I should have known that there was a reason why you were avoiding sending any kind of response after twitter showed that you had read my private messages. I had incorrectly hoped that it was because you were planning a romantic evening for the two of us.
I know you read the PM's. Twitter shows a check mark next to all read messages. So why the need to pretend that you had no idea why I would have "Ameristar...?" written on the calendar for those nights in October?
There are messages in twitter going back to FEB 2016, begging you to shave my head, be my barberette fantasy, and help me to help you quit smoking again.
When you started smoking again in OCT 2014, there was only ONE reason I was even remotely happy about it.... Because I thought it meant you wanted to be my barberette and shave my head for me. I had no idea, nor had any desire, for you to still be smoking nearly three years later.
That makes me so sad. So VERY SAD.
Is there some reason why you don't want to cut my hair off?
Is it because you don't want to quit smoking? and you know that once you have finally kept your promise to be my Barberette that I will ask you to quit?
As many times as I have heard you say that you want to quit, I just don't understand why you keep avoiding every effort I make to help make that possible.
When you were flipping through the calendar, you muttered, "we don't have the money for the Ameristar." Yet I have clearly laid out, and shown you, plans to be able to get a room when the prices are half off of their regular rates, and no more expensive than any other hotel. Additionally, I have stated that I will pay for the hotel room.
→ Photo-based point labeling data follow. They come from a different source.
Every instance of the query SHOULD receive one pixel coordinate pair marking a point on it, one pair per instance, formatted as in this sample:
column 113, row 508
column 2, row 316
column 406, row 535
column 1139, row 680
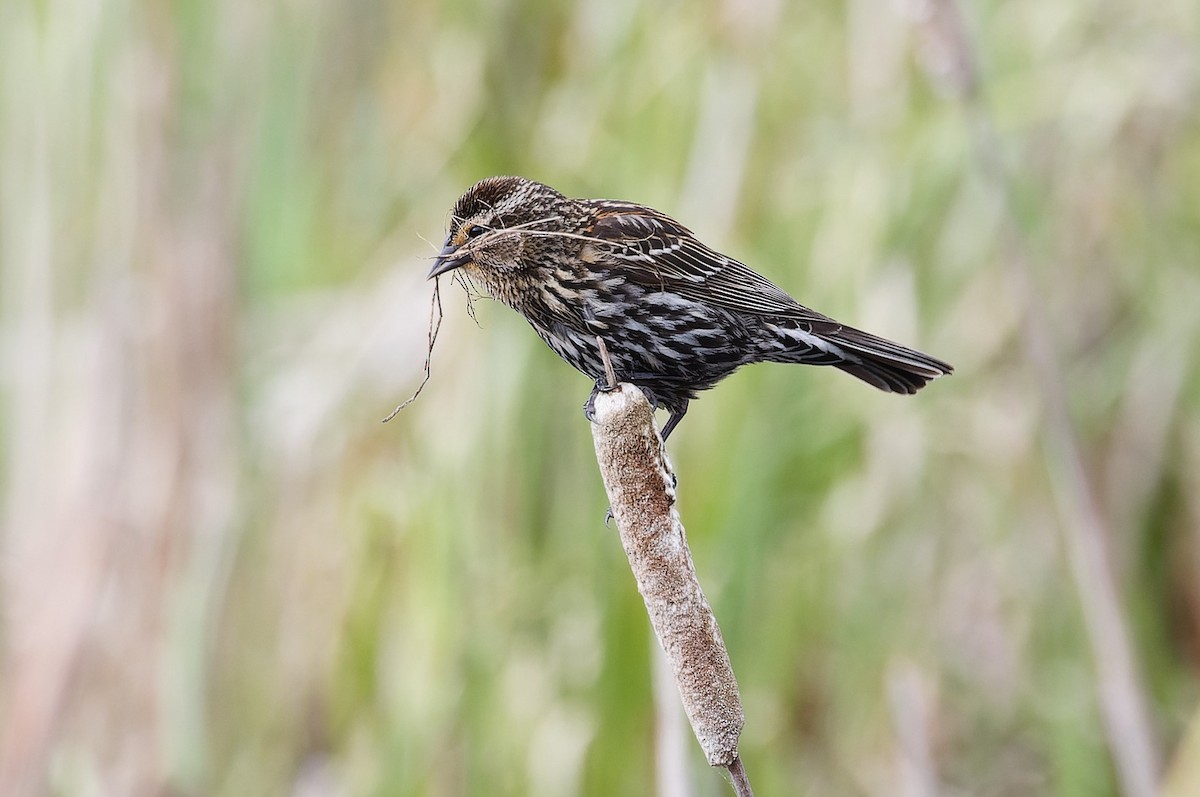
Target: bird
column 675, row 315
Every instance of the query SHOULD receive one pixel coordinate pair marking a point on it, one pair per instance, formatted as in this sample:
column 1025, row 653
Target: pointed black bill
column 449, row 259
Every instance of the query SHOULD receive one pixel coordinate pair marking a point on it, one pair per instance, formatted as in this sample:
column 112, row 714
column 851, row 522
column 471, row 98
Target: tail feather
column 886, row 365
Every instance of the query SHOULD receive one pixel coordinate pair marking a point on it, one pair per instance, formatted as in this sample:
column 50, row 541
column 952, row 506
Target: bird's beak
column 449, row 258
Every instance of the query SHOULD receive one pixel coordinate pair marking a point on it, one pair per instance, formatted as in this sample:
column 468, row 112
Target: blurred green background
column 223, row 576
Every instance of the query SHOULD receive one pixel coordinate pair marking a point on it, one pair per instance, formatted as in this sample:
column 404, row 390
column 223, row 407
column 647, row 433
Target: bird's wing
column 661, row 252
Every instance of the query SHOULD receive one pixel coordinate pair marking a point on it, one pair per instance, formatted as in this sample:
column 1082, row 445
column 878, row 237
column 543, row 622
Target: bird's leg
column 589, row 406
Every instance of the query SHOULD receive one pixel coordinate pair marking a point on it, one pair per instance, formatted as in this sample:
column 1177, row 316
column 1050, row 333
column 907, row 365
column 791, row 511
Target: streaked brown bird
column 676, row 316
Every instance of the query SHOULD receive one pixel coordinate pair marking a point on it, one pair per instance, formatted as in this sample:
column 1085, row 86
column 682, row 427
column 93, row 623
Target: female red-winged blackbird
column 676, row 316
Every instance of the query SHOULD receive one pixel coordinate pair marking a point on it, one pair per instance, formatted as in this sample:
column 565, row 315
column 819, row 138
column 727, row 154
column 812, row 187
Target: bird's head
column 499, row 226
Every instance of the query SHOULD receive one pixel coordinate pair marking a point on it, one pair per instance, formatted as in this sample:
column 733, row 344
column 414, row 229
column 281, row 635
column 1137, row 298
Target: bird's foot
column 589, row 406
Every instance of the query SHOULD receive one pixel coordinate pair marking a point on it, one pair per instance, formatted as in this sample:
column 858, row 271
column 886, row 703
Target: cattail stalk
column 640, row 484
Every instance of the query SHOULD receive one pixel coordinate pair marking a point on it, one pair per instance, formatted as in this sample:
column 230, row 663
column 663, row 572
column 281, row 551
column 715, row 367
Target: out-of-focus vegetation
column 223, row 576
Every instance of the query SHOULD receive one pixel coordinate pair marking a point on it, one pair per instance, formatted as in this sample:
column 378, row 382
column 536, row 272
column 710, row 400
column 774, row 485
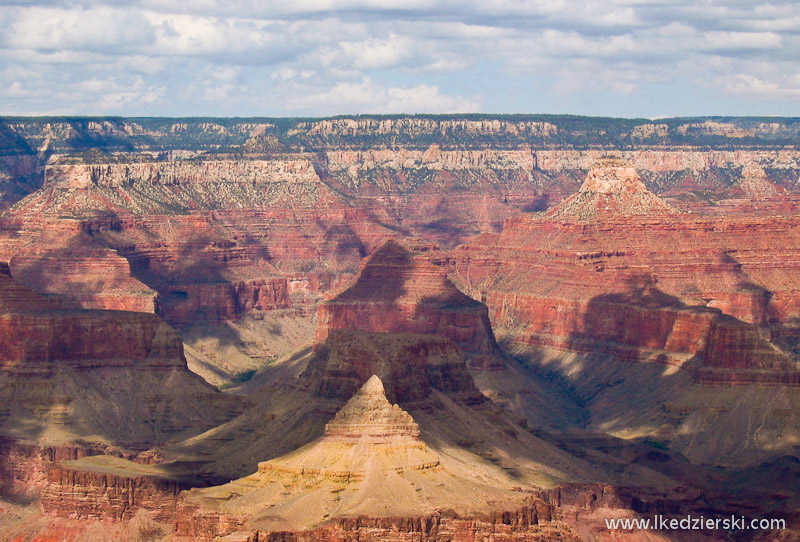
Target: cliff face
column 90, row 375
column 70, row 492
column 157, row 222
column 398, row 291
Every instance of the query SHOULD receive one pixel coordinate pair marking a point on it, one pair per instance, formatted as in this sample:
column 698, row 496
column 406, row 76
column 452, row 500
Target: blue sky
column 629, row 58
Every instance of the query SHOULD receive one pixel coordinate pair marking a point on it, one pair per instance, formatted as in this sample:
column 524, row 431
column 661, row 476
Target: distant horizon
column 5, row 116
column 650, row 59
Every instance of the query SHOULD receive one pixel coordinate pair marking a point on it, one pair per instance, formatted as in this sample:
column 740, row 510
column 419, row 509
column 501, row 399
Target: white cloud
column 370, row 97
column 325, row 56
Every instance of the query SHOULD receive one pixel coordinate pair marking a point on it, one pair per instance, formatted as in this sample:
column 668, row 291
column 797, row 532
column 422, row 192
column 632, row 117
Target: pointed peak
column 373, row 386
column 369, row 413
column 612, row 175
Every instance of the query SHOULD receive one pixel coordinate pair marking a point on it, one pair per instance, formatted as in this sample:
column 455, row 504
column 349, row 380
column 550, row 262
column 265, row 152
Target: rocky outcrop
column 400, row 291
column 80, row 490
column 612, row 187
column 370, row 447
column 411, row 365
column 116, row 377
column 186, row 304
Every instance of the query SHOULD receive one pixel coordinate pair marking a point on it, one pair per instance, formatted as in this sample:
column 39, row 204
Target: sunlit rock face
column 400, row 291
column 612, row 188
column 370, row 462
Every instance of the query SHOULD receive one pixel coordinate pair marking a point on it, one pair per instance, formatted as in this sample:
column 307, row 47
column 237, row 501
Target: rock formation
column 612, row 187
column 412, row 365
column 400, row 291
column 370, row 461
column 100, row 381
column 705, row 298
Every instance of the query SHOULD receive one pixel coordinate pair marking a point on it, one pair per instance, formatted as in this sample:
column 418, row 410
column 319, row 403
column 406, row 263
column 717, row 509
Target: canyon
column 419, row 327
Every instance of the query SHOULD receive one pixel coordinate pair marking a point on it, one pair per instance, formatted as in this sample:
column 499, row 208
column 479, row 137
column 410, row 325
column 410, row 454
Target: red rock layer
column 79, row 494
column 70, row 375
column 400, row 291
column 191, row 303
column 409, row 365
column 639, row 287
column 24, row 466
column 96, row 278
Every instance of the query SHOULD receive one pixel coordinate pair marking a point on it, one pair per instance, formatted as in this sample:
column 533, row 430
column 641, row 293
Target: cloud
column 368, row 96
column 251, row 57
I've had money saved and tucked away for a night at the Ameristar for several years; which I have told you on several occasions.
When you say "we don't have money to go to the Ameristar," it is a slap in the face and an insult to me.
My Ameristar money was good enough for you when I dipped into it to buy Dolly Parton tickets. It was good enough for you when I borrowed from it to buy Vince Gill tickets, and even good enough for you when I used a big chunk of it to buy a 2nd pair of Bon Jovi tickets and get us a hotel room in Memphis, TN.
Each time, I have worked long hard hours to pay myself back the money that I've spent on you out of my Ameristar envelope. Each time hoping you will eventually let me spend it on me.
But, what you're telling me, is that the money I put away (starting way back in 2012) to pay for a hotel room, on a night that I have asked you to plan as a romantic and erotic date night, that just so happens to also result in having you be my fantasy barberette and cutting my hair off and having sex, is good enough when I spend it on YOU.... But, not good enough to spend on ME.
Because I DON'T MATTER. When it's something I want, "we don't have money for that." I see where your prioritirs lie, and I keep wondering when I might make it onto the list.
I've been asking you to do this for me for over 5 years now, and you either ignore or reject every request or suggestion that I make. Why? Am I that hideous with a shaved head?
I do plan to grow it back, you know? And maybe not even grow it back out long. I might keep it buzzed or short. I honestly don't know for sure. But I seriously doubt that I'll keep my head shaved past the three months of having you be my Barberette. So if that's the hang up, please talk to me.